Я обхватила пальцами его руку, которая лежала поперек моей груди.
— Он пожелал этого. Ты не можешь чувствовать себя виноватым из-за того, что ты исполняешь приказы своего хозяина.
— А тебе это помогает? — спросил он.
Я вспомнила о тех ночах, проведённых с мухами по приказу отца, и покачала головой.
— Ты так и не ответил на мой вопрос, — сказала я.
Он выдохнул.
— Почему люди, на одеждах которых изображён символ Мадината Алмулихи, ищут джинна, который происходит из того же самого места? Почему ты скрыл это от меня?
Он сел.
— Я не хотел тебя этим обременять.
Ну, конечно. Разве мог он сказать мне, что люди, которых я больше всего ненавидела, приехали из города, который он любил? Который был его домом? Может быть, он боялся, что я решу, что он был таким же, как они.
— Я не ненавижу их, Саалим. Думаю, я наконец-то начала понимать их.

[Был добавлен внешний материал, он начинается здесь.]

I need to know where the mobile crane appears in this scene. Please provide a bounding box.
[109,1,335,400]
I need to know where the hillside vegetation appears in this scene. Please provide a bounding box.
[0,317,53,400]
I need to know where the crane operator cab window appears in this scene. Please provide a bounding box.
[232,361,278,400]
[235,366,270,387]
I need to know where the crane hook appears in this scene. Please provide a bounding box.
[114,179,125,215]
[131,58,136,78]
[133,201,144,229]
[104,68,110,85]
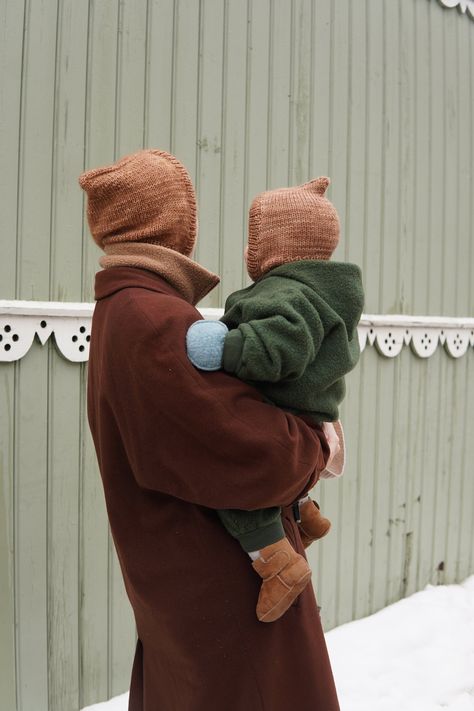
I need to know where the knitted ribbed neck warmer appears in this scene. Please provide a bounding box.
[99,242,219,306]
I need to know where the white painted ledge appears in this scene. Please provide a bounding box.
[0,300,474,363]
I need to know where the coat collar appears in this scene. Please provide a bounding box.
[95,267,184,301]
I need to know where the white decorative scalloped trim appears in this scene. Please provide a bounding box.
[0,301,474,363]
[439,0,474,20]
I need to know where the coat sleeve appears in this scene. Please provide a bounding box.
[223,289,324,383]
[106,292,328,510]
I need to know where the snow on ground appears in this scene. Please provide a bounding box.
[81,575,474,711]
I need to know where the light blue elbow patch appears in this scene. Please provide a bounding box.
[186,320,229,370]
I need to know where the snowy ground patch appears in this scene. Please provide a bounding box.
[81,575,474,711]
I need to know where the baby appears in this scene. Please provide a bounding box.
[186,178,364,622]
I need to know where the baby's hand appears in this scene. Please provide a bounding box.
[186,320,229,370]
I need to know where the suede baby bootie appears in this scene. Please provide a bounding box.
[298,499,331,548]
[252,538,311,622]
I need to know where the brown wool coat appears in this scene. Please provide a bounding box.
[88,267,339,711]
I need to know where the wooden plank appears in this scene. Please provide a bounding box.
[416,351,445,590]
[379,0,401,313]
[219,2,248,303]
[310,0,334,177]
[401,353,428,595]
[113,0,147,158]
[440,358,466,582]
[328,3,351,259]
[289,0,313,185]
[82,0,119,301]
[334,364,364,625]
[381,351,417,604]
[171,0,199,178]
[49,0,89,301]
[18,2,57,300]
[370,358,399,611]
[241,0,270,285]
[438,13,460,314]
[0,363,17,711]
[261,0,292,189]
[0,2,25,299]
[362,0,384,313]
[353,348,381,619]
[411,3,432,314]
[14,344,49,711]
[339,4,370,268]
[196,0,227,307]
[79,0,119,707]
[47,351,80,711]
[78,384,108,708]
[144,0,175,150]
[335,4,368,625]
[108,538,136,696]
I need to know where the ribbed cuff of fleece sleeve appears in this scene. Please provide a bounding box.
[222,328,244,373]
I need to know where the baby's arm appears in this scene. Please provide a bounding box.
[223,291,324,383]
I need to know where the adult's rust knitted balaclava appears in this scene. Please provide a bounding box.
[79,150,197,256]
[247,178,340,281]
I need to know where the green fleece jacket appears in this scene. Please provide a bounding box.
[222,260,364,422]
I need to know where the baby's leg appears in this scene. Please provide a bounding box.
[298,496,331,548]
[218,508,311,622]
[217,506,285,560]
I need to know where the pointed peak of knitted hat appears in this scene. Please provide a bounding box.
[247,177,340,281]
[304,177,331,195]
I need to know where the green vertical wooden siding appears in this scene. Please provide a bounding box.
[0,0,474,711]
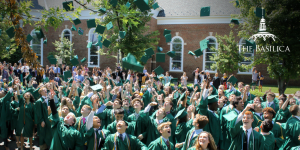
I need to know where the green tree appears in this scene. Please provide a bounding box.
[210,31,248,75]
[48,38,75,66]
[73,0,159,58]
[232,0,300,94]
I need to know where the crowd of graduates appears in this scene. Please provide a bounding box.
[0,62,300,150]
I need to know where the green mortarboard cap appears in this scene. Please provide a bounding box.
[145,47,154,57]
[230,19,240,25]
[164,29,171,36]
[99,8,106,14]
[106,22,114,30]
[167,51,175,58]
[119,31,126,39]
[255,7,266,18]
[175,109,187,119]
[200,6,210,16]
[156,53,166,62]
[207,95,218,104]
[35,29,45,39]
[80,57,86,63]
[78,27,84,35]
[71,24,77,31]
[95,25,105,34]
[152,3,159,10]
[200,39,209,51]
[63,1,74,11]
[140,55,149,64]
[86,42,93,48]
[26,34,33,43]
[103,39,111,48]
[227,76,237,85]
[156,46,163,52]
[6,27,15,38]
[86,19,96,28]
[134,0,150,12]
[154,66,164,75]
[194,49,203,57]
[73,18,81,25]
[43,39,48,44]
[165,34,172,43]
[109,0,118,7]
[125,2,131,9]
[91,84,103,91]
[223,111,237,121]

Они были в отчаянии, так же как и я, и делали всё возможное, чтобы обрести жизнь, которую они желали. Разве не это делала я каждый раз, когда сбегала из дворца, рискуя безопасностью своих сестёр и братьев? Каждый раз, когда я рисовала новое место на своей карте, и каждый раз, когда я закрывала глаза, чтобы придумать желание, которое Мазира не смогла бы переврать?
— Разве не все мы солеискатели, которые ищут свободу, ищут некое подобие власти? — спросила я.
Если бы я не позаботилась о себе сама, то кто еще мог бы это сделать? У меня была только я. И мне надо было принять это. Разве мы не были с ними похожи?
Саалим покачал головой.
— Дело не в этом.
Я закрыла рот. Я стала ждать.
— Они носят на своих одеждах символ моего дома из-за легенды, которая передается из уст в уста с тех пор, как я стал джинном.
Легенда. Та самая легенда, которую упоминали далмуры, та самая легенда, которая убедила их в том, что они будут спасены.
— Что за легенда?
— Ты, вероятно, уже знакома с ней, — он взял мои руки в свои. — Ты знаешь легенду о пропавшем принце?
Я на мгновение задумалась и медленно кивнула.
— Конечно. Моя мать часто рассказывала её мне. Это легенда о принце, которого заперли, а его семья погибла, — я нахмурилась. — Я не понимаю, как…
— Позволь мне объяснить, — он встал и помог встать мне. — Думаю, будет лучше, если я расскажу эту историю там, где она произошла. Если ты позволишь мне перенести тебя туда.
Я кивнула, подошла к нему и закрыла глаза. Я почувствовала, как его сердце бьётся под моей щекой. Когда я снова открыла глаза, мы стояли посреди ветхих руин Мадината Алмулихи.